Question Answering (Extractive)

from transformers import pipeline

qa = pipeline("question-answering", model="distilbert-base-cased-distilled-squad")

result = qa(
    question="What is extractive QA?",
    context="Extractive QA extracts the answer from the given context..."
)
# {'answer': 'extracts the answer from the given context', 'score': 0.97, ...}

Named Entity Recognition

ner = pipeline("token-classification", model="dslim/bert-base-NER")

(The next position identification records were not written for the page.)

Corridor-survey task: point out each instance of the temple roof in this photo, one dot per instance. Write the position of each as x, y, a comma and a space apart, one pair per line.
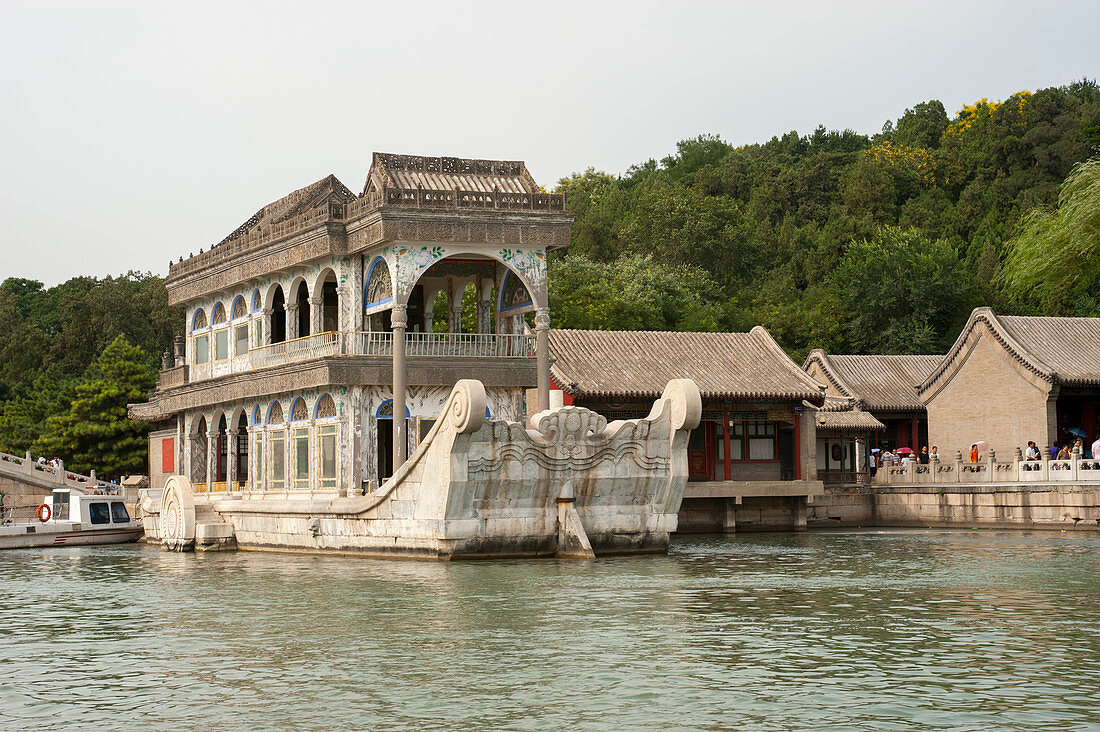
301, 200
1056, 350
640, 363
879, 383
392, 171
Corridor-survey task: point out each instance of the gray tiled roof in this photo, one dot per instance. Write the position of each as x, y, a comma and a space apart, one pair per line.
851, 419
389, 170
880, 383
1068, 347
295, 204
1057, 350
640, 363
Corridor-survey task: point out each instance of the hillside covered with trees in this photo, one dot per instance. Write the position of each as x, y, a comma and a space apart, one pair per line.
855, 243
850, 242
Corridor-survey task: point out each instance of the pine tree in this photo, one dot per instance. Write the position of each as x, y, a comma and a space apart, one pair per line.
96, 432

result = ner("My name is John and I live in New York")
# [{'entity': 'B-PER', 'word': 'John', ...}, {'entity': 'B-LOC', 'word': 'New York', ...}]

Image Captioning

from transformers import AutoProcessor, AutoModelForCausalLM

processor = AutoProcessor.from_pretrained("microsoft/git-base")
model = AutoModelForCausalLM.from_pretrained("microsoft/git-base")

from PIL import Image
image = Image.open("image.jpg")

inputs = processor(images=image, return_tensors="pt")
outputs = model.generate(**inputs, max_length=50)
caption = processor.batch_decode(outputs, skip_special_tokens=True)[0]

Speech Recognition

transcriber = pipeline(
    "automatic-speech-recognition",
    model="openai/whisper-base"
)

result = transcriber("audio.mp3")
# {'text': 'This is the transcribed text...'}

# With timestamps
result = transcriber("audio.mp3", return_timestamps=True)

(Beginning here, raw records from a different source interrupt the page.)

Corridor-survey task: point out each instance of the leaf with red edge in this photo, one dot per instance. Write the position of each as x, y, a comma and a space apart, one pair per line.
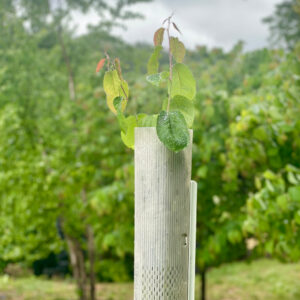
159, 36
100, 65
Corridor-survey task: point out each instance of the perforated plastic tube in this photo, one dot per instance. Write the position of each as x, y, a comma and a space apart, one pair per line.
162, 219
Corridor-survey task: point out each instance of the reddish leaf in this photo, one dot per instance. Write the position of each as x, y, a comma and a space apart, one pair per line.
159, 36
100, 65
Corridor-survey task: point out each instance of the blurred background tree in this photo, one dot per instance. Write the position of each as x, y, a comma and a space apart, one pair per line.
66, 181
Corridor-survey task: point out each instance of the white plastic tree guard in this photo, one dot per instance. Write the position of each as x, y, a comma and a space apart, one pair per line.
165, 220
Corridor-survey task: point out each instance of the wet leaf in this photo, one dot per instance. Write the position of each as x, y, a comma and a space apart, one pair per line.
159, 37
153, 62
183, 82
184, 105
172, 130
177, 49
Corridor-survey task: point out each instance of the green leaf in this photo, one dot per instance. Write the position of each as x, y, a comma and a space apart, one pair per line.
153, 62
158, 78
114, 87
294, 193
292, 178
282, 201
159, 36
184, 105
183, 82
172, 130
177, 49
147, 120
118, 104
128, 137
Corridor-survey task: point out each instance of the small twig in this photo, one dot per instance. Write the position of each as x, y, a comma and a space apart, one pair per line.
170, 62
124, 92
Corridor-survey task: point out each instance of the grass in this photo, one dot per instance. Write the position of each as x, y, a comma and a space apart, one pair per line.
260, 280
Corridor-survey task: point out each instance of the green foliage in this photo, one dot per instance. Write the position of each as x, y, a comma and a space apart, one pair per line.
172, 130
183, 105
173, 122
177, 49
183, 83
153, 62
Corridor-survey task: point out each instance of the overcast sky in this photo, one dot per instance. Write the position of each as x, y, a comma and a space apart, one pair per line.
211, 22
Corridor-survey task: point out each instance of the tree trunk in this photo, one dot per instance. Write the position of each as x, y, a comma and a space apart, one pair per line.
91, 252
203, 284
91, 255
66, 59
77, 262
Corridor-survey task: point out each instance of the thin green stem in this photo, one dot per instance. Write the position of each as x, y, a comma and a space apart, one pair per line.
170, 64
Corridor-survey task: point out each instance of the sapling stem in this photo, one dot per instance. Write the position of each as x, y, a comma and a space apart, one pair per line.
170, 64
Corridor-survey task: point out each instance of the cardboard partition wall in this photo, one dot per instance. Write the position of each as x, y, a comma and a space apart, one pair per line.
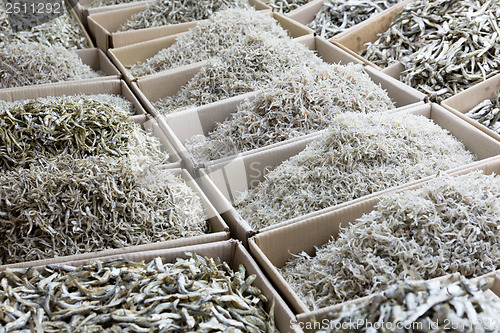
230, 251
273, 248
463, 102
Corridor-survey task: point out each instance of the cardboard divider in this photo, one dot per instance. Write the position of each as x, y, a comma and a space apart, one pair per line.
103, 26
463, 102
273, 248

Common Patterns and Best Practices

Saving and Loading Models

# Save entire model
model.save_pretrained("./my-model")
tokenizer.save_pretrained("./my-model")

# Load later
model = AutoModel.from_pretrained("./my-model")
tokenizer = AutoTokenizer.from_pretrained("./my-model")

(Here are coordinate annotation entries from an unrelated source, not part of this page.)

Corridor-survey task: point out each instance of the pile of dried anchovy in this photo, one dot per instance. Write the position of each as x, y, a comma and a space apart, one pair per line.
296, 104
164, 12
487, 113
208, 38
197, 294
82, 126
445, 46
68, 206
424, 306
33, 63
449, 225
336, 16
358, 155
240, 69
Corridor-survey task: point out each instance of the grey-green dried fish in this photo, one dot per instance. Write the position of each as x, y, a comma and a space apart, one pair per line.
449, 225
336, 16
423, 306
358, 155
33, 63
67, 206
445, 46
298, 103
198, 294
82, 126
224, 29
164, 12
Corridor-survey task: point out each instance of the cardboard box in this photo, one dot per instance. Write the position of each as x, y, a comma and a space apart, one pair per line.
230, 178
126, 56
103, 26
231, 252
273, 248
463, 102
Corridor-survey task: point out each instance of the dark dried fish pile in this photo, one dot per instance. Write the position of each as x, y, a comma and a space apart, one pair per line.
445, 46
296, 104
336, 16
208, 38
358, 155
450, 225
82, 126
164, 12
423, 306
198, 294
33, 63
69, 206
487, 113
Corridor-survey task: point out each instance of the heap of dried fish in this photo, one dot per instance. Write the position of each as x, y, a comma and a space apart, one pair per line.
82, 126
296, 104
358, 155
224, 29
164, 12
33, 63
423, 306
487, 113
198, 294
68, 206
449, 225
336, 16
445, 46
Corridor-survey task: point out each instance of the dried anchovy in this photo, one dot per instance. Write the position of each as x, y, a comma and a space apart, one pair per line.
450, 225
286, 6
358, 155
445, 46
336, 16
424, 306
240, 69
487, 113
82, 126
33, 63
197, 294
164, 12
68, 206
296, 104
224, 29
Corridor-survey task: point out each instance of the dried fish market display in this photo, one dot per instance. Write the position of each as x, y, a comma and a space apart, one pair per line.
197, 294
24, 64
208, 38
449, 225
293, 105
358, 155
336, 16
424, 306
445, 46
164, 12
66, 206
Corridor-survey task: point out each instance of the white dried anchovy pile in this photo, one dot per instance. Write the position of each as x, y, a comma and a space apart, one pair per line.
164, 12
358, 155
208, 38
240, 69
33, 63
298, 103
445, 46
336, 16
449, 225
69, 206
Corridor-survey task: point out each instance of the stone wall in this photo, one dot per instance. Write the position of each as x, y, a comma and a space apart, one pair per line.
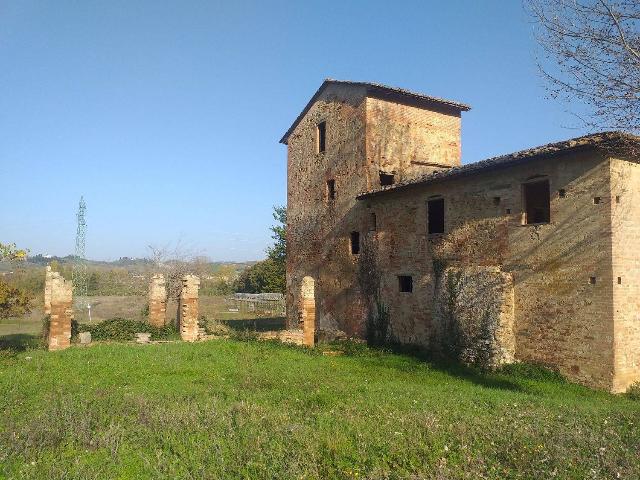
624, 201
562, 278
364, 136
157, 300
59, 294
473, 314
47, 290
188, 308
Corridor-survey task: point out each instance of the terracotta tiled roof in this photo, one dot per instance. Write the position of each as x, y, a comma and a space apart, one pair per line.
374, 88
613, 140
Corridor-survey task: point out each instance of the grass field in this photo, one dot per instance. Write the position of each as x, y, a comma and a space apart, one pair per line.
231, 409
105, 307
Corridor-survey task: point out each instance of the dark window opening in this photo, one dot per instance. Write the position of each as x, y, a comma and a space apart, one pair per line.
435, 215
355, 243
405, 283
386, 179
322, 136
537, 202
331, 189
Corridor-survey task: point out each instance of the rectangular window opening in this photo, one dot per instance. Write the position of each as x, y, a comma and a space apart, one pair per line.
331, 189
405, 283
386, 179
537, 202
322, 136
355, 243
435, 216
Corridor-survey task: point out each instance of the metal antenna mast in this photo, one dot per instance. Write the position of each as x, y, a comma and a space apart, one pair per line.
79, 274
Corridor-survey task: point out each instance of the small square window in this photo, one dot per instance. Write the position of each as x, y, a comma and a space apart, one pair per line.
322, 136
435, 216
405, 283
536, 202
386, 179
355, 243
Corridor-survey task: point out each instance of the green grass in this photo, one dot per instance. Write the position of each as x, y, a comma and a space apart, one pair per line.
230, 409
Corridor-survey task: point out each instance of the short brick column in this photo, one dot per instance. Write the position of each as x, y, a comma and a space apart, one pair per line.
188, 309
60, 298
157, 301
47, 290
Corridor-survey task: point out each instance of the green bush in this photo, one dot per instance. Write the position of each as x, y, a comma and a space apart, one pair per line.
634, 391
122, 329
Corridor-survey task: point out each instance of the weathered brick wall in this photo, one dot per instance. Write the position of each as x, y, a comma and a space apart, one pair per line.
561, 319
409, 139
624, 199
188, 308
47, 290
157, 300
473, 315
60, 295
364, 135
318, 229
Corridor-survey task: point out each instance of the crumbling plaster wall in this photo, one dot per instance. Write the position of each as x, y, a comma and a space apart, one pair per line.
625, 215
473, 313
561, 319
364, 135
318, 228
410, 139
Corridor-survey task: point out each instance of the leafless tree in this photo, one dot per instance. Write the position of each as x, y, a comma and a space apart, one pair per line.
590, 52
176, 261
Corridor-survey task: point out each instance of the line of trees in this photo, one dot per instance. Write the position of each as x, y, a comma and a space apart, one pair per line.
269, 275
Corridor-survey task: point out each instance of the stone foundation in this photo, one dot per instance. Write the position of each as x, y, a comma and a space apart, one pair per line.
59, 305
157, 301
473, 312
188, 309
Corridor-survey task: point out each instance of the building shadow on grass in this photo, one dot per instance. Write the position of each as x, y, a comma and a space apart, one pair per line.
477, 376
257, 324
19, 342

# Push to Hugging Face Hub
model.push_to_hub("username/my-model")
tokenizer.push_to_hub("username/my-model")

# Load from Hub
model = AutoModel.from_pretrained("username/my-model")

Error Handling

from transformers import AutoModel
import torch

try:
    model = AutoModel.from_pretrained("model-name")
except OSError:
    print("Model not found - check internet connection or model name")
except torch.cuda.OutOfMemoryError:
    print("GPU memory exceeded - try quantization or smaller batch size")

Device Management

import torch

# Check device availability
device = "cuda" if torch.cuda.is_available() else "cpu"

# Move model to device
model = model.to(device)

# Or use device_map for automatic distribution
model = AutoModel.from_pretrained("model-name", device_map="auto")

# For inputs
inputs = tokenizer(text, return_tensors="pt").to(device)

Memory Management

import torch

# Clear CUDA cache
torch.cuda.empty_cache()

# Use context manager for inference
with torch.no_grad():
    outputs = model(**inputs)

# Delete unused models
del model
torch.cuda.empty_cache()

Resources

This skill includes comprehensive reference documentation and example scripts:

scripts/

  • quick_inference.py: Ready-to-use script for running inference with pipelines
  • fine_tune_classifier.py: Complete example for fine-tuning a text classifier
  • generate_text.py: Text generation with various strategies

Execute scripts directly or read them as implementation templates.

references/

  • api_reference.md: Comprehensive API documentation for key classes
  • training_guide.md: Detailed training patterns, optimization, and troubleshooting
  • generation_strategies.md: In-depth guide to text generation methods
  • quantization.md: Model quantization techniques comparison and usage
  • task_patterns.md: Quick reference for common task implementations

Load reference files when you need detailed information on specific topics. References contain extensive examples, parameter explanations, and best practices.

Troubleshooting

Import errors:

pip install transformers
pip install accelerate  # For device_map="auto"
pip install bitsandbytes  # For quantization

CUDA out of memory:

  • Reduce batch size
  • Enable gradient checkpointing
  • Use gradient accumulation
  • Try quantization (8-bit or 4-bit)
  • Use smaller model variant

Slow training:

  • Enable mixed precision (fp16/bf16)
  • Increase batch size (if memory allows)
  • Use torch.compile (PyTorch 2.0+)
  • Check data loading isn't bottleneck

Poor generation quality:

  • Adjust temperature (lower = more focused)
  • Try different decoding strategies (beam search vs sampling)
  • Increase max_length if outputs cut off
  • Use repetition_penalty to reduce repetition

For task-specific guidance, consult the appropriate reference file in the references/ directory.